One of the most influential and admired European filmmakers of the postwar period, Szabó directed fifteen films before the release of Confidence including Father (Apa, 1966); Lovefilm (Szerelmesfilm, 1970); 25 Fireman's Street (Tűzoltó utca 25., 1973); and Budapest Tales (Budapesti mesék, 1976). Sunshine (A Napfény ize, 1999), an epic examination of the vicissitudes of assimilation in the lives of successive generations of a Hungarian Jewish family from the late 19th century to the mid-1960s, constitutes an important marker in Szabó's career: its personal perspective draws upon elements from Father, which addresses the traumatic loss of a father, drawn from Szabó's own experience, and a generation of Hungarians who came of age in an era that included the deportations of Hungarian Jews, WWII, the Communist takeover and subsequent nationalization, and the uprising of 1956. Sunshine's political elements are grounded as well in Mephisto and Colonel Redl, while its love story owes much to Confidence.
What Szabó has called the "Gestapo of suspicion" haunts the protagonists of Confidence, an existential exploration of the sequelae of risk and trust, of individual fate and sacrifices toward a common goal, that attempts to construct a coherent, autonomous universe rather more akin to that of fiction than to traditional film narrative. Set in the summer of 1944, the film's historical context is one of intense persecution, violence, chaos and confusion. The events of that period warrant a brief overview: of the 825,000 Jews living in Hungary in 1941, approximately 63,000 died or were killed before the German occupation of March 1944. During the occupation, over 500,000 died from maltreatment, were killed or deported. Some 255,000 Jews, or less than a third of those living in Greater Hungary in March 1944, survived the Shoah. The order of 5 April 1944 to wear the yellow star was the beginning of marginalization; on 3 May orders were issued to register apartments and houses in Budapest belonging to Jews, to prepare to concentrate them in selected buildings within the city. In mid-May 1944, the Hungarian authorities, in concert with the SS, began systematically deporting Hungarian Jews; Adolf Eichmann, chief deportation expert, worked with the Hungarian authorities. The Hungarian police proceeded to conduct raids, brutally forcing Jews into deportation trains. In less than two months, nearly 440, 000 Jews were deported from Hungary, the great majority to Auschwitz, although several thousand were also sent to the Austrian border into forced labor. By the beginning of July 1944, the only Jewish community remaining in Hungary was that of Budapest, the capital. As the distinguished historian István Deák has noted,"...the crimes perpetrated in 1944 are unredeemable and still haunt the nation." Some attempt to escape Nazi capture, others go into hiding to fight in the resistance, surrounded by the Hungarian collaborationist Arrow Cross Party – later replaced under Communism by the AVO.

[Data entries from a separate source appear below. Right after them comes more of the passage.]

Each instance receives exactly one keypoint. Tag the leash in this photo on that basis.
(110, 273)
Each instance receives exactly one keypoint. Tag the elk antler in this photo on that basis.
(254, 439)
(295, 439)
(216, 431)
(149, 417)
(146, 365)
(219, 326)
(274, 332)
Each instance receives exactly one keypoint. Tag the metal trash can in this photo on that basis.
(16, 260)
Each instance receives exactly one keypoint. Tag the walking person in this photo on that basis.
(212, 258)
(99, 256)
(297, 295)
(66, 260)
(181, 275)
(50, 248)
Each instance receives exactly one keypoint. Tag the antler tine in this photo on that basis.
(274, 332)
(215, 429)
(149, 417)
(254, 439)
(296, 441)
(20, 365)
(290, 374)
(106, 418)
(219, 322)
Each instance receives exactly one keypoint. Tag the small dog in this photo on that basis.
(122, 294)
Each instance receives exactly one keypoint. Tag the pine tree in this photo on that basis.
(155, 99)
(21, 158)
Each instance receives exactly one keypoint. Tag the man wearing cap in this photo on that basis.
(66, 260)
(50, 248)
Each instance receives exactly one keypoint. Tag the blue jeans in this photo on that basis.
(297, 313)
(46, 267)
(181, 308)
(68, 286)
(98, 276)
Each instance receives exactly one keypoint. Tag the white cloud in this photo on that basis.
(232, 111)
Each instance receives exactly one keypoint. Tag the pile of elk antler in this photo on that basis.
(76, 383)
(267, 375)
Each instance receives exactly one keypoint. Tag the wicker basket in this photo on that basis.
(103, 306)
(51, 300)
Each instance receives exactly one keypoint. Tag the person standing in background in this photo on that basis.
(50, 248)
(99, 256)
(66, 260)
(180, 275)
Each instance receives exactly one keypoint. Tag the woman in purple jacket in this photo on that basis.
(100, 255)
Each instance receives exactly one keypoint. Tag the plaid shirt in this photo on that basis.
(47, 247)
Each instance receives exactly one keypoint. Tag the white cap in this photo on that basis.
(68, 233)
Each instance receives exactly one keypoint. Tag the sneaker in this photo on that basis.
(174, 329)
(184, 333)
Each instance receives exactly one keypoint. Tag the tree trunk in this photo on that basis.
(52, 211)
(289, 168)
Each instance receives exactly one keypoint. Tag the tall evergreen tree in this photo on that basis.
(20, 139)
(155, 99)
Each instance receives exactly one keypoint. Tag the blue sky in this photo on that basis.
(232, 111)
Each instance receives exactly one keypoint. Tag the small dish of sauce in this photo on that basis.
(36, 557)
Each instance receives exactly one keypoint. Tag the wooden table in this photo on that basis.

The spectre of Nazi persecution and mounting fascist pressures bind together the two protagonists of Confidence - both resistance workers - for security reasons as Budapest is under siege:
"In my previous films, the social milieu, the outside world in which the story took place, was gradually built up around the characters. That's not the case here: the spectator observes virtually nothing but two people. There are, of course, minor characters who link the principals to the events around them, but essentially the story is concerned with a man and a woman, and with the development of the relationship between them. At the start of the film, the two meet for the first time, then learn progressively more about one another... I am convinced that many of society's ailments derive from feelings of insecurity and a lack of trust. It's the crucial basis for social as well as personal relations, mediating between the different generations, enabling them to transmit or assimilate historical experiences. This is why I wanted to tell a story about two people whose fear of one another prevents them from trusting each other, until this situation becomes unbearable for them and, through the mutual trust which develops they achieve a sense of happiness, albeit ephemeral. That was what I wanted my film to convey." (István Szabó)
Catherine Portuges’ complete essay, from which this excerpt is taken, appears in the booklet which accompanies the DVD release.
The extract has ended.